Metadata-Version: 2.1
Name: chrontext
Version: 0.8.3
Classifier: Development Status :: 4 - Beta
Classifier: License :: OSI Approved :: Apache Software License
Classifier: Programming Language :: Python :: 3 :: Only
Classifier: Programming Language :: Python :: 3.8
Classifier: Programming Language :: Python :: 3.9
Classifier: Programming Language :: Python :: 3.10
Classifier: Programming Language :: Python :: 3.11
Classifier: Programming Language :: Rust
Classifier: Topic :: Database :: Database Engines/Servers
Classifier: Topic :: Scientific/Engineering
Requires-Dist: polars ==0.20.2
Requires-Dist: pyarrow >=7.0.0
Requires-Dist: pandas
License-File: LICENSE
Summary: SPARQL queries over hybrid infrastructures - time-series and context
Keywords: rdf,graph,arrow,sparql,timeseries
Author-email: Magnus Bakken <magnus@data-treehouse.com>
Requires-Python: >=3.8
Description-Content-Type: text/markdown; charset=UTF-8; variant=GFM
Project-URL: Homepage, https://github.com/DataTreehouse/chrontext
Project-URL: Documentation, https://github.com/DataTreehouse/chrontext
Project-URL: Repository, https://github.com/DataTreehouse/chrontext
Project-URL: Changelog, https://github.com/DataTreehouse/chrontext/releases

# chrontext
[SPARQL](https://www.w3.org/TR/sparql11-overview/)- and [Apache Arrow](https://arrow.apache.org/)-based high throughput access to time series data residing in an arbitrary time series database which is contextualized by a knowledge graph. 
It is built in [Rust](https://www.rust-lang.org/) using [pola.rs](https://www.pola.rs/), [spargebra](https://docs.rs/spargebra/latest/spargebra/), [sparesults](https://docs.rs/sparesults/0.1.1/sparesults/) and [oxrdf](https://docs.rs/oxrdf/latest/oxrdf/) from the [Oxigraph](https://github.com/oxigraph/oxigraph) project. 

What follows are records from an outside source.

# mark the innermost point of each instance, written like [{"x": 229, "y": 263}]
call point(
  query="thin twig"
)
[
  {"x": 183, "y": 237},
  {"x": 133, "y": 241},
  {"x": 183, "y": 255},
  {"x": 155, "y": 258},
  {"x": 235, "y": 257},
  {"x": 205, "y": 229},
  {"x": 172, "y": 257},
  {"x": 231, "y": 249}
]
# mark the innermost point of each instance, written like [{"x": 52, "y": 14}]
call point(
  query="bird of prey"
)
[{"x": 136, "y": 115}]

Chrontext is written with data analysts and data engineers who want to extract contextualised time series data as data frames. 
Chrontext allows them to do this in an efficient way using SPARQL. 
It supports data extraction scenarios in industry where data needs to be accessed in cloud data lake and on-premise settings by supporting in principle arbitrary time series database backends. 
Currently, we support OPC UA HA and Dremio (using SQL over Apache Arrow Flight). Chrontext can be configured to push down query executions into the time series database according to its capabilities in order to offload computations and minimize I/O. 

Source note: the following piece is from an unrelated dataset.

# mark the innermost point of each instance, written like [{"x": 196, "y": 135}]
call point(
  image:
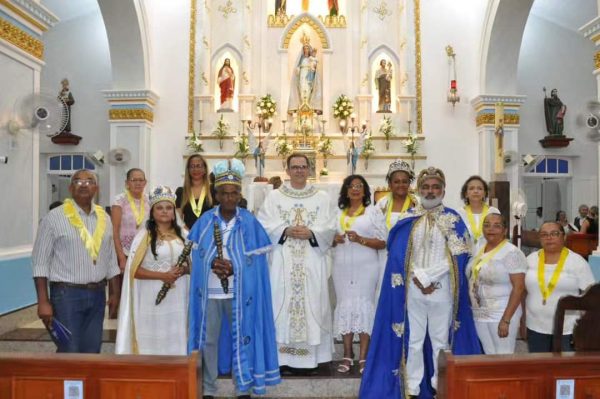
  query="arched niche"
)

To read more about Chrontext, read the preprint article [Chrontext: Portable Sparql Queries Over Contextualised Time Series Data in Industrial Settings](https://papers.ssrn.com/sol3/papers.cfm?abstract_id=4310978).
This is joint work by Magnus Bakken and Professor [Ahmet Soylu](https://www.oslomet.no/om/ansatt/ahmetsoy/) at OsloMet. 
Please reach out to us if you would like help trying Chrontext. 

## Metadata
Chrontext assumes that we have a knowledge base in a SPARQL database and a time series database. The knowledge base is annotated to link some URIs to identifiers of time series in the time series database. 
![Chrontext Metadata Representation](doc/chrontext_representation.png)

## Execution
At query time, we rewrite queries that span both "static" data in the SPARQL database and the time series database into parts that concern the SPARQL engine and the time series database respectively. 
The "static" queries are amended to extract the metadata linking URIs to time series. 
Query execution is then interleaved and results are combined to produce the answer to the original query. 
![Chrontext sequence diagram](doc/chrontext_seq.png)

## Queries in python
We can make queries in Python. The code assumes that we have a SPARQL-endpoint and an Arrow Flight SQL-endpoint (Dremio) set up.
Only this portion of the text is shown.